A adaptabilidade das árvores é incrível. Terras desertas, mesmo que tenham sido devastadas por monocultivos industriais/nocivos e/ou florestas outrora abrigadas sujeitas a depredação imprudente, demonstraram uma notável capacidade de se reviver, criando ecossistemas híbridos onde a vida do tipo antigo se mistura com plantas recém-introduzidas ao mesmo tempo em que se adaptam a condições ambientais que mudam drasticamente. Essas florestas regeneradas e auto-plantadas exibem uma inesperada diversidade de espécies que protegem o solo e a vida vegetal, fixam o carbono atmosférico e começam a produzir madeira, madeira e carvão. Por exemplo, no distrito brasileiro do Pará, 25% da área retirada da selva amazônica tornou-se novamente floresta e, estranhamente, sua capacidade de reter dióxido de carbono é vinte vezes maior que a das florestas antigas,
No entanto, isso não pode significar que podemos continuar exterminando os mantenedores essenciais da vida da Terra. ou seja, árvores e florestas. Em breve será tarde demais para salvá-los, nós mesmos e nossos descendentes.
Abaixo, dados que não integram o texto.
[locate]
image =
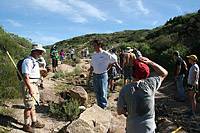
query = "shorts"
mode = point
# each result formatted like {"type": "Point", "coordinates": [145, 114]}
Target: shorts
{"type": "Point", "coordinates": [29, 101]}
{"type": "Point", "coordinates": [112, 72]}
{"type": "Point", "coordinates": [54, 62]}
{"type": "Point", "coordinates": [192, 88]}
{"type": "Point", "coordinates": [127, 72]}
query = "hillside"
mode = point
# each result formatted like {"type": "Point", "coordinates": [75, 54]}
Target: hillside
{"type": "Point", "coordinates": [179, 33]}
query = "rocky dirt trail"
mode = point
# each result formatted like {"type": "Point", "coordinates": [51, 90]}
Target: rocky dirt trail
{"type": "Point", "coordinates": [170, 114]}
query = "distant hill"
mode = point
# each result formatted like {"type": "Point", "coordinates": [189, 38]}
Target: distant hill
{"type": "Point", "coordinates": [180, 33]}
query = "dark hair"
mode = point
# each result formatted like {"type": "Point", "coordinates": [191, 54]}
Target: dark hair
{"type": "Point", "coordinates": [176, 53]}
{"type": "Point", "coordinates": [98, 42]}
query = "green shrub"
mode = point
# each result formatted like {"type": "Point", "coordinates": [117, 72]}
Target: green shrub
{"type": "Point", "coordinates": [59, 75]}
{"type": "Point", "coordinates": [67, 111]}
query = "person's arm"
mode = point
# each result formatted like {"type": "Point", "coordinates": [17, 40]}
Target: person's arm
{"type": "Point", "coordinates": [194, 78]}
{"type": "Point", "coordinates": [28, 84]}
{"type": "Point", "coordinates": [124, 61]}
{"type": "Point", "coordinates": [178, 70]}
{"type": "Point", "coordinates": [52, 53]}
{"type": "Point", "coordinates": [121, 111]}
{"type": "Point", "coordinates": [90, 73]}
{"type": "Point", "coordinates": [159, 69]}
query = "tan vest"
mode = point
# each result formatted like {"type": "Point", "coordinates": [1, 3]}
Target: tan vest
{"type": "Point", "coordinates": [129, 59]}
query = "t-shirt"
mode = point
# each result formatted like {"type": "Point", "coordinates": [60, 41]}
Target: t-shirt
{"type": "Point", "coordinates": [121, 56]}
{"type": "Point", "coordinates": [62, 54]}
{"type": "Point", "coordinates": [129, 59]}
{"type": "Point", "coordinates": [30, 66]}
{"type": "Point", "coordinates": [101, 60]}
{"type": "Point", "coordinates": [42, 62]}
{"type": "Point", "coordinates": [56, 54]}
{"type": "Point", "coordinates": [72, 51]}
{"type": "Point", "coordinates": [140, 103]}
{"type": "Point", "coordinates": [138, 54]}
{"type": "Point", "coordinates": [194, 68]}
{"type": "Point", "coordinates": [179, 62]}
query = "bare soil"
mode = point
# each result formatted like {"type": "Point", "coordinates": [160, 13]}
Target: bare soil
{"type": "Point", "coordinates": [167, 108]}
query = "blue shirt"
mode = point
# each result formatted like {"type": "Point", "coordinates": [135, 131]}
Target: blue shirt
{"type": "Point", "coordinates": [138, 99]}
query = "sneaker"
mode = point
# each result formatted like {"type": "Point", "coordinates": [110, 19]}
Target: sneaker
{"type": "Point", "coordinates": [27, 128]}
{"type": "Point", "coordinates": [37, 124]}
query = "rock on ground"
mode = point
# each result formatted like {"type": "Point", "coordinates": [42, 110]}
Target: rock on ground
{"type": "Point", "coordinates": [79, 93]}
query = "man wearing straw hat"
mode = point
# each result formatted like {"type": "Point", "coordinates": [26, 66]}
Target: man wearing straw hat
{"type": "Point", "coordinates": [31, 73]}
{"type": "Point", "coordinates": [128, 65]}
{"type": "Point", "coordinates": [193, 79]}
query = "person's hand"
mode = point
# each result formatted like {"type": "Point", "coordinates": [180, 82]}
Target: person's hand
{"type": "Point", "coordinates": [145, 60]}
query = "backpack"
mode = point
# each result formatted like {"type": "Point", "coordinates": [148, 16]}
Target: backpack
{"type": "Point", "coordinates": [185, 69]}
{"type": "Point", "coordinates": [19, 66]}
{"type": "Point", "coordinates": [53, 48]}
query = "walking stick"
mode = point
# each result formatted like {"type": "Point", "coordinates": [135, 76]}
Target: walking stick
{"type": "Point", "coordinates": [19, 72]}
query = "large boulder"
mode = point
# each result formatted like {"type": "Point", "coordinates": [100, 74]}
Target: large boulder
{"type": "Point", "coordinates": [79, 94]}
{"type": "Point", "coordinates": [79, 126]}
{"type": "Point", "coordinates": [94, 120]}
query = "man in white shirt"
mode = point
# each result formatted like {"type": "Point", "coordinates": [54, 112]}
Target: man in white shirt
{"type": "Point", "coordinates": [98, 65]}
{"type": "Point", "coordinates": [72, 53]}
{"type": "Point", "coordinates": [31, 74]}
{"type": "Point", "coordinates": [193, 79]}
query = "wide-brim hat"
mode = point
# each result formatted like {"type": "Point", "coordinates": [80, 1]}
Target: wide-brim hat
{"type": "Point", "coordinates": [193, 57]}
{"type": "Point", "coordinates": [129, 49]}
{"type": "Point", "coordinates": [37, 46]}
{"type": "Point", "coordinates": [141, 69]}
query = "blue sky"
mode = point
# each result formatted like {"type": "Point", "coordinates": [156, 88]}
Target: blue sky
{"type": "Point", "coordinates": [49, 21]}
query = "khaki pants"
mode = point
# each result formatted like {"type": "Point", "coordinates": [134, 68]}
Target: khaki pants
{"type": "Point", "coordinates": [29, 101]}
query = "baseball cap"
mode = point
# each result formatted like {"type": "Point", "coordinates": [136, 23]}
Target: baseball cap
{"type": "Point", "coordinates": [141, 69]}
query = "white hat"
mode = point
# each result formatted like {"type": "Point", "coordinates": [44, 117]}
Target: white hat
{"type": "Point", "coordinates": [37, 46]}
{"type": "Point", "coordinates": [128, 49]}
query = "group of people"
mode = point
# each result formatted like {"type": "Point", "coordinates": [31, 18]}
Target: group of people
{"type": "Point", "coordinates": [136, 99]}
{"type": "Point", "coordinates": [192, 80]}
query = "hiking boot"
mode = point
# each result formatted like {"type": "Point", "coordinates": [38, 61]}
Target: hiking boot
{"type": "Point", "coordinates": [37, 124]}
{"type": "Point", "coordinates": [27, 128]}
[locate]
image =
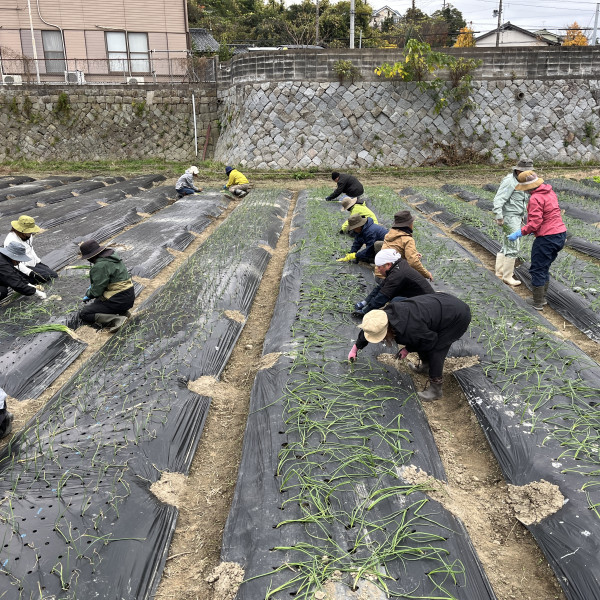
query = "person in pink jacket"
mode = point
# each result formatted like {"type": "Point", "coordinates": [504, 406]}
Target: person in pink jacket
{"type": "Point", "coordinates": [545, 222]}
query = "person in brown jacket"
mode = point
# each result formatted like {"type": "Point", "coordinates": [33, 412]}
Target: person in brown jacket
{"type": "Point", "coordinates": [400, 238]}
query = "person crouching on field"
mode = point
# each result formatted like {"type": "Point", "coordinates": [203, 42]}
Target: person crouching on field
{"type": "Point", "coordinates": [237, 183]}
{"type": "Point", "coordinates": [355, 208]}
{"type": "Point", "coordinates": [400, 281]}
{"type": "Point", "coordinates": [545, 222]}
{"type": "Point", "coordinates": [366, 234]}
{"type": "Point", "coordinates": [427, 324]}
{"type": "Point", "coordinates": [111, 289]}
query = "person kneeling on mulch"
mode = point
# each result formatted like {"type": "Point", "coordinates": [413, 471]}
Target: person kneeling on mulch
{"type": "Point", "coordinates": [427, 324]}
{"type": "Point", "coordinates": [111, 288]}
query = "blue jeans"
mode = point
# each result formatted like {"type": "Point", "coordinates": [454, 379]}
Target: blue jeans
{"type": "Point", "coordinates": [543, 253]}
{"type": "Point", "coordinates": [185, 191]}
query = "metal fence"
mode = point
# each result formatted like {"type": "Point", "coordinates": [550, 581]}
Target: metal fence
{"type": "Point", "coordinates": [153, 69]}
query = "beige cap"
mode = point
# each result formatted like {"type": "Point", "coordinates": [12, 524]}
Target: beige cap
{"type": "Point", "coordinates": [374, 325]}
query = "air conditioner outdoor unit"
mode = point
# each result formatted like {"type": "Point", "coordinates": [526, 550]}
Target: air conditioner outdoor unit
{"type": "Point", "coordinates": [77, 77]}
{"type": "Point", "coordinates": [12, 79]}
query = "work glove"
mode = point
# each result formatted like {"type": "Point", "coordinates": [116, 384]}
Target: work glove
{"type": "Point", "coordinates": [353, 353]}
{"type": "Point", "coordinates": [401, 354]}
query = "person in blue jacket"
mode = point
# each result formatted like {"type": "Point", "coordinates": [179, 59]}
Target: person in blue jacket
{"type": "Point", "coordinates": [366, 233]}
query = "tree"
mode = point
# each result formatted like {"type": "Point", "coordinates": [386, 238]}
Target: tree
{"type": "Point", "coordinates": [455, 20]}
{"type": "Point", "coordinates": [465, 39]}
{"type": "Point", "coordinates": [575, 37]}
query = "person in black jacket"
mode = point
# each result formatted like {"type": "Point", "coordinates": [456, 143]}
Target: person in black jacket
{"type": "Point", "coordinates": [10, 277]}
{"type": "Point", "coordinates": [401, 281]}
{"type": "Point", "coordinates": [347, 185]}
{"type": "Point", "coordinates": [426, 324]}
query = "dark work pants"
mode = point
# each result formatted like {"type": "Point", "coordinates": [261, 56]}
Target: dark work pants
{"type": "Point", "coordinates": [41, 273]}
{"type": "Point", "coordinates": [437, 356]}
{"type": "Point", "coordinates": [544, 251]}
{"type": "Point", "coordinates": [118, 304]}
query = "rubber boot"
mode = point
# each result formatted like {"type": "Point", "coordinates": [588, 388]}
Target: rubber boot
{"type": "Point", "coordinates": [500, 265]}
{"type": "Point", "coordinates": [113, 322]}
{"type": "Point", "coordinates": [420, 368]}
{"type": "Point", "coordinates": [537, 301]}
{"type": "Point", "coordinates": [509, 267]}
{"type": "Point", "coordinates": [433, 391]}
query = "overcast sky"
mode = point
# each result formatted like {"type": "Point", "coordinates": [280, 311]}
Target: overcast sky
{"type": "Point", "coordinates": [553, 15]}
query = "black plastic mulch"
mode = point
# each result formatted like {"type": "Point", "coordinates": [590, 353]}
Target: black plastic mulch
{"type": "Point", "coordinates": [79, 520]}
{"type": "Point", "coordinates": [145, 248]}
{"type": "Point", "coordinates": [536, 397]}
{"type": "Point", "coordinates": [320, 495]}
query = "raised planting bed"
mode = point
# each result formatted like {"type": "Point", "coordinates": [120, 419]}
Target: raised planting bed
{"type": "Point", "coordinates": [79, 519]}
{"type": "Point", "coordinates": [536, 397]}
{"type": "Point", "coordinates": [321, 502]}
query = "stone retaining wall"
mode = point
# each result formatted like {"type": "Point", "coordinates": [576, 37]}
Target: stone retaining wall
{"type": "Point", "coordinates": [100, 123]}
{"type": "Point", "coordinates": [325, 125]}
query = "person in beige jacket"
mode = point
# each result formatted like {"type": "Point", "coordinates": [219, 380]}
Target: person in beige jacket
{"type": "Point", "coordinates": [400, 238]}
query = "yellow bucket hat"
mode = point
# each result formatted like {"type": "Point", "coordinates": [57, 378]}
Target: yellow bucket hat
{"type": "Point", "coordinates": [25, 224]}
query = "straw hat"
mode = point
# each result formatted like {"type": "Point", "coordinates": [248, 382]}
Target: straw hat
{"type": "Point", "coordinates": [356, 221]}
{"type": "Point", "coordinates": [374, 326]}
{"type": "Point", "coordinates": [524, 164]}
{"type": "Point", "coordinates": [15, 251]}
{"type": "Point", "coordinates": [403, 219]}
{"type": "Point", "coordinates": [25, 224]}
{"type": "Point", "coordinates": [528, 180]}
{"type": "Point", "coordinates": [90, 248]}
{"type": "Point", "coordinates": [347, 203]}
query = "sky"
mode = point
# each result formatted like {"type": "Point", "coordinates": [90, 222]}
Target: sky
{"type": "Point", "coordinates": [554, 15]}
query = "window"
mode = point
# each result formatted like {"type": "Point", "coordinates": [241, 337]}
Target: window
{"type": "Point", "coordinates": [54, 53]}
{"type": "Point", "coordinates": [127, 52]}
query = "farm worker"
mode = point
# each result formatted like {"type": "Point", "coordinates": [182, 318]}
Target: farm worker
{"type": "Point", "coordinates": [347, 185]}
{"type": "Point", "coordinates": [237, 183]}
{"type": "Point", "coordinates": [366, 233]}
{"type": "Point", "coordinates": [427, 324]}
{"type": "Point", "coordinates": [545, 222]}
{"type": "Point", "coordinates": [510, 205]}
{"type": "Point", "coordinates": [355, 208]}
{"type": "Point", "coordinates": [111, 288]}
{"type": "Point", "coordinates": [400, 239]}
{"type": "Point", "coordinates": [185, 184]}
{"type": "Point", "coordinates": [34, 269]}
{"type": "Point", "coordinates": [6, 418]}
{"type": "Point", "coordinates": [10, 277]}
{"type": "Point", "coordinates": [400, 281]}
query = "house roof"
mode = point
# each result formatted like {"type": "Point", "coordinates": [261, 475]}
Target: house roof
{"type": "Point", "coordinates": [508, 26]}
{"type": "Point", "coordinates": [203, 41]}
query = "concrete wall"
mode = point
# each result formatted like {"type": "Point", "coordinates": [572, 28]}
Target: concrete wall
{"type": "Point", "coordinates": [105, 123]}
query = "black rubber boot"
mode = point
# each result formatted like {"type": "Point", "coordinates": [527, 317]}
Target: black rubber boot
{"type": "Point", "coordinates": [433, 391]}
{"type": "Point", "coordinates": [537, 301]}
{"type": "Point", "coordinates": [420, 368]}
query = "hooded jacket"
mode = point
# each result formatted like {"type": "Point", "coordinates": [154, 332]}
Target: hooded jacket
{"type": "Point", "coordinates": [11, 277]}
{"type": "Point", "coordinates": [370, 234]}
{"type": "Point", "coordinates": [363, 211]}
{"type": "Point", "coordinates": [349, 185]}
{"type": "Point", "coordinates": [543, 213]}
{"type": "Point", "coordinates": [108, 276]}
{"type": "Point", "coordinates": [404, 243]}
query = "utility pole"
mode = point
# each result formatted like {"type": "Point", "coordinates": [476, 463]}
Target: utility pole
{"type": "Point", "coordinates": [499, 11]}
{"type": "Point", "coordinates": [352, 11]}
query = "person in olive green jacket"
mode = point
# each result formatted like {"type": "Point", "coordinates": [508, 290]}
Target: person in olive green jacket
{"type": "Point", "coordinates": [111, 288]}
{"type": "Point", "coordinates": [356, 208]}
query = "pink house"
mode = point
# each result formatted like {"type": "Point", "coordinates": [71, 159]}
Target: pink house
{"type": "Point", "coordinates": [78, 41]}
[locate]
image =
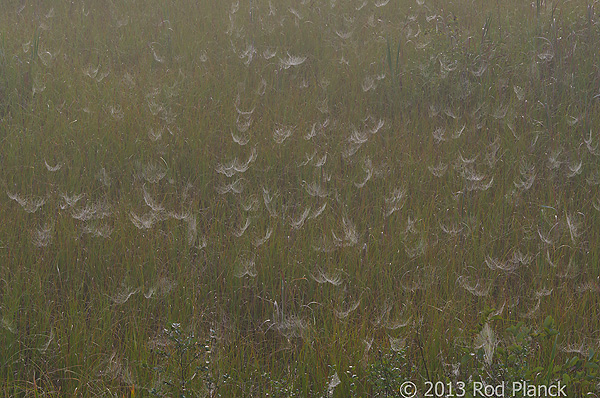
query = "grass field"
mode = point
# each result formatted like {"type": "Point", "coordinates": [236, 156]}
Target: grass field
{"type": "Point", "coordinates": [298, 198]}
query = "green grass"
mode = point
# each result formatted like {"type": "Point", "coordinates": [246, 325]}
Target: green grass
{"type": "Point", "coordinates": [300, 183]}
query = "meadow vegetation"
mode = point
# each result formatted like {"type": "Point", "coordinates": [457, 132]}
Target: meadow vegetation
{"type": "Point", "coordinates": [297, 198]}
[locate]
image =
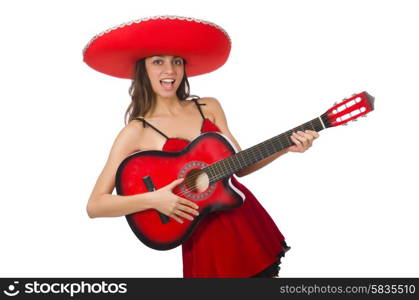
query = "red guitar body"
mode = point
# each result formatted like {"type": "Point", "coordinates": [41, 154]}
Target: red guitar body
{"type": "Point", "coordinates": [162, 168]}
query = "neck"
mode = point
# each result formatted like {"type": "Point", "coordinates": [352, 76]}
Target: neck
{"type": "Point", "coordinates": [166, 106]}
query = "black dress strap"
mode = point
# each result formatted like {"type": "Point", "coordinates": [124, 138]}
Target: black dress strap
{"type": "Point", "coordinates": [195, 99]}
{"type": "Point", "coordinates": [147, 123]}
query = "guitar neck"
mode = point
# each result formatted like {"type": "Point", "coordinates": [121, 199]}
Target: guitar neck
{"type": "Point", "coordinates": [228, 166]}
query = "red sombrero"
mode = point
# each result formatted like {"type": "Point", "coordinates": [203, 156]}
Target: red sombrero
{"type": "Point", "coordinates": [205, 46]}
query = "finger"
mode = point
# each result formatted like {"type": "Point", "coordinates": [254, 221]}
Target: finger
{"type": "Point", "coordinates": [189, 203]}
{"type": "Point", "coordinates": [295, 140]}
{"type": "Point", "coordinates": [184, 215]}
{"type": "Point", "coordinates": [297, 147]}
{"type": "Point", "coordinates": [177, 219]}
{"type": "Point", "coordinates": [309, 138]}
{"type": "Point", "coordinates": [301, 136]}
{"type": "Point", "coordinates": [315, 134]}
{"type": "Point", "coordinates": [188, 209]}
{"type": "Point", "coordinates": [174, 183]}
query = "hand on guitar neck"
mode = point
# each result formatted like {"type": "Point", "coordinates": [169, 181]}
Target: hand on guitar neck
{"type": "Point", "coordinates": [302, 140]}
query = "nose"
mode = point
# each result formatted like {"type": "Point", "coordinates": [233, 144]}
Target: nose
{"type": "Point", "coordinates": [168, 68]}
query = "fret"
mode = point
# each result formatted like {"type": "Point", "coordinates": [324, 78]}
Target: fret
{"type": "Point", "coordinates": [248, 157]}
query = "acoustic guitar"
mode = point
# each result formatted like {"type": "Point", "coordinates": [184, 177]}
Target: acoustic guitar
{"type": "Point", "coordinates": [207, 165]}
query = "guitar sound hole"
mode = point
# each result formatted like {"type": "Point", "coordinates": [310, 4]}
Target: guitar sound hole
{"type": "Point", "coordinates": [196, 181]}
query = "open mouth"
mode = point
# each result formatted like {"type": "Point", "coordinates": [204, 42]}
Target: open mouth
{"type": "Point", "coordinates": [167, 83]}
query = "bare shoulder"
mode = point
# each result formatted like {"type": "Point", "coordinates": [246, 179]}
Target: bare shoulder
{"type": "Point", "coordinates": [128, 137]}
{"type": "Point", "coordinates": [212, 106]}
{"type": "Point", "coordinates": [211, 102]}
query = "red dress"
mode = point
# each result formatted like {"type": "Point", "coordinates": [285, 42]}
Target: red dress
{"type": "Point", "coordinates": [241, 242]}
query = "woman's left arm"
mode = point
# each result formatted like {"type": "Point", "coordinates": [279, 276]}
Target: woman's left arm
{"type": "Point", "coordinates": [302, 140]}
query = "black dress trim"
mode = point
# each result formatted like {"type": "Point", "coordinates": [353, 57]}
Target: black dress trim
{"type": "Point", "coordinates": [273, 270]}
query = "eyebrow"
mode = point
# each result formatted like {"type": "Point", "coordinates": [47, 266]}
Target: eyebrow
{"type": "Point", "coordinates": [174, 57]}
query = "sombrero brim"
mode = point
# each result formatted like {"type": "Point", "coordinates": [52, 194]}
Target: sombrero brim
{"type": "Point", "coordinates": [204, 45]}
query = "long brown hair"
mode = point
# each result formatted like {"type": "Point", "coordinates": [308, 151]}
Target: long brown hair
{"type": "Point", "coordinates": [143, 98]}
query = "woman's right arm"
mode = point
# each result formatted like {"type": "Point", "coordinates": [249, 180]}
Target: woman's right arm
{"type": "Point", "coordinates": [102, 203]}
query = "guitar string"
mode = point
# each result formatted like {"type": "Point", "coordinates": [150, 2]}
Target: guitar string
{"type": "Point", "coordinates": [260, 150]}
{"type": "Point", "coordinates": [253, 151]}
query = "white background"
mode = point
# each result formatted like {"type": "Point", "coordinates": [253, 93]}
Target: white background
{"type": "Point", "coordinates": [347, 207]}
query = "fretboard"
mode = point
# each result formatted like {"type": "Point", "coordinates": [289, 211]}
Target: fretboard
{"type": "Point", "coordinates": [228, 166]}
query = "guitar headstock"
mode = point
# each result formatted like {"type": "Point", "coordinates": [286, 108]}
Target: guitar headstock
{"type": "Point", "coordinates": [349, 109]}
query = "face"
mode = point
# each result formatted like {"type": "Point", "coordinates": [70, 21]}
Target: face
{"type": "Point", "coordinates": [165, 73]}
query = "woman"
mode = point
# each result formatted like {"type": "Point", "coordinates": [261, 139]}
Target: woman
{"type": "Point", "coordinates": [242, 242]}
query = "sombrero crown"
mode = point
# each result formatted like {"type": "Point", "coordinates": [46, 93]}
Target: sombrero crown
{"type": "Point", "coordinates": [204, 45]}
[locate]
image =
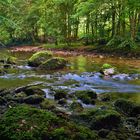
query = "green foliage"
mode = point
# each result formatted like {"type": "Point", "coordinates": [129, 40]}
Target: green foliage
{"type": "Point", "coordinates": [86, 96]}
{"type": "Point", "coordinates": [25, 122]}
{"type": "Point", "coordinates": [53, 63]}
{"type": "Point", "coordinates": [39, 57]}
{"type": "Point", "coordinates": [98, 119]}
{"type": "Point", "coordinates": [106, 66]}
{"type": "Point", "coordinates": [127, 107]}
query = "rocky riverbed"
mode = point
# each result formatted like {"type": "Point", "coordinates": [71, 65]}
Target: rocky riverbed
{"type": "Point", "coordinates": [49, 97]}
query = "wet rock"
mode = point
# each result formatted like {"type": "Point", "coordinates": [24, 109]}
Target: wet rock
{"type": "Point", "coordinates": [104, 97]}
{"type": "Point", "coordinates": [33, 99]}
{"type": "Point", "coordinates": [76, 106]}
{"type": "Point", "coordinates": [48, 104]}
{"type": "Point", "coordinates": [53, 64]}
{"type": "Point", "coordinates": [38, 58]}
{"type": "Point", "coordinates": [131, 121]}
{"type": "Point", "coordinates": [23, 88]}
{"type": "Point", "coordinates": [34, 90]}
{"type": "Point", "coordinates": [107, 119]}
{"type": "Point", "coordinates": [2, 101]}
{"type": "Point", "coordinates": [60, 94]}
{"type": "Point", "coordinates": [110, 71]}
{"type": "Point", "coordinates": [106, 66]}
{"type": "Point", "coordinates": [127, 107]}
{"type": "Point", "coordinates": [103, 133]}
{"type": "Point", "coordinates": [62, 102]}
{"type": "Point", "coordinates": [86, 96]}
{"type": "Point", "coordinates": [11, 60]}
{"type": "Point", "coordinates": [122, 77]}
{"type": "Point", "coordinates": [7, 66]}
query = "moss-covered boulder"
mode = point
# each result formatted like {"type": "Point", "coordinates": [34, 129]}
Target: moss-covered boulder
{"type": "Point", "coordinates": [76, 106]}
{"type": "Point", "coordinates": [60, 94]}
{"type": "Point", "coordinates": [11, 60]}
{"type": "Point", "coordinates": [53, 64]}
{"type": "Point", "coordinates": [108, 69]}
{"type": "Point", "coordinates": [107, 119]}
{"type": "Point", "coordinates": [33, 99]}
{"type": "Point", "coordinates": [106, 66]}
{"type": "Point", "coordinates": [86, 96]}
{"type": "Point", "coordinates": [38, 58]}
{"type": "Point", "coordinates": [127, 107]}
{"type": "Point", "coordinates": [2, 101]}
{"type": "Point", "coordinates": [27, 123]}
{"type": "Point", "coordinates": [48, 104]}
{"type": "Point", "coordinates": [34, 90]}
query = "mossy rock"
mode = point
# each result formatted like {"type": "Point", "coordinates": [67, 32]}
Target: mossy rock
{"type": "Point", "coordinates": [62, 102]}
{"type": "Point", "coordinates": [48, 104]}
{"type": "Point", "coordinates": [86, 96]}
{"type": "Point", "coordinates": [53, 64]}
{"type": "Point", "coordinates": [34, 90]}
{"type": "Point", "coordinates": [38, 58]}
{"type": "Point", "coordinates": [11, 60]}
{"type": "Point", "coordinates": [105, 97]}
{"type": "Point", "coordinates": [2, 101]}
{"type": "Point", "coordinates": [107, 119]}
{"type": "Point", "coordinates": [60, 94]}
{"type": "Point", "coordinates": [106, 66]}
{"type": "Point", "coordinates": [101, 119]}
{"type": "Point", "coordinates": [103, 133]}
{"type": "Point", "coordinates": [127, 107]}
{"type": "Point", "coordinates": [108, 69]}
{"type": "Point", "coordinates": [76, 106]}
{"type": "Point", "coordinates": [33, 99]}
{"type": "Point", "coordinates": [25, 122]}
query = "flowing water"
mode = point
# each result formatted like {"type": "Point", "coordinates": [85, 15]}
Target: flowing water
{"type": "Point", "coordinates": [82, 73]}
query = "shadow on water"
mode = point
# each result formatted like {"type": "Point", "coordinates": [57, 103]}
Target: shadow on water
{"type": "Point", "coordinates": [82, 70]}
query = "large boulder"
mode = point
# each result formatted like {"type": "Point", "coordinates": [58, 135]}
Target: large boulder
{"type": "Point", "coordinates": [25, 122]}
{"type": "Point", "coordinates": [33, 99]}
{"type": "Point", "coordinates": [107, 119]}
{"type": "Point", "coordinates": [53, 64]}
{"type": "Point", "coordinates": [108, 69]}
{"type": "Point", "coordinates": [86, 96]}
{"type": "Point", "coordinates": [11, 60]}
{"type": "Point", "coordinates": [34, 90]}
{"type": "Point", "coordinates": [38, 58]}
{"type": "Point", "coordinates": [60, 94]}
{"type": "Point", "coordinates": [76, 106]}
{"type": "Point", "coordinates": [127, 107]}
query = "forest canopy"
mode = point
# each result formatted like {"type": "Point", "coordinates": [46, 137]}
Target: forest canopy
{"type": "Point", "coordinates": [111, 22]}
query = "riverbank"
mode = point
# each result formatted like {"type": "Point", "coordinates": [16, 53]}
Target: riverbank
{"type": "Point", "coordinates": [75, 50]}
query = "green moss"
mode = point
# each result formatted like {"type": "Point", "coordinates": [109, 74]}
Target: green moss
{"type": "Point", "coordinates": [86, 96]}
{"type": "Point", "coordinates": [127, 107]}
{"type": "Point", "coordinates": [34, 90]}
{"type": "Point", "coordinates": [39, 57]}
{"type": "Point", "coordinates": [106, 66]}
{"type": "Point", "coordinates": [60, 94]}
{"type": "Point", "coordinates": [76, 106]}
{"type": "Point", "coordinates": [99, 119]}
{"type": "Point", "coordinates": [24, 122]}
{"type": "Point", "coordinates": [33, 99]}
{"type": "Point", "coordinates": [53, 64]}
{"type": "Point", "coordinates": [48, 104]}
{"type": "Point", "coordinates": [11, 60]}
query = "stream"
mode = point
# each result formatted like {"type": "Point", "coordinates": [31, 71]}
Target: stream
{"type": "Point", "coordinates": [82, 73]}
Fonte principal: Tassin, Jacques (2018) Pensando como uma árvore. Paris: Odile Jacob .
Escritório das Nações Unidas do IPS
Jan Lundius tem trinta anos de experiência em pesquisa social e antropológica, avaliação de projetos de desenvolvimento rural, avaliação de impacto de projetos em comunidades rurais, bem como negociações de programas de cooperação técnica para capacitação local em ciências sociais e humanas na América Latina e África.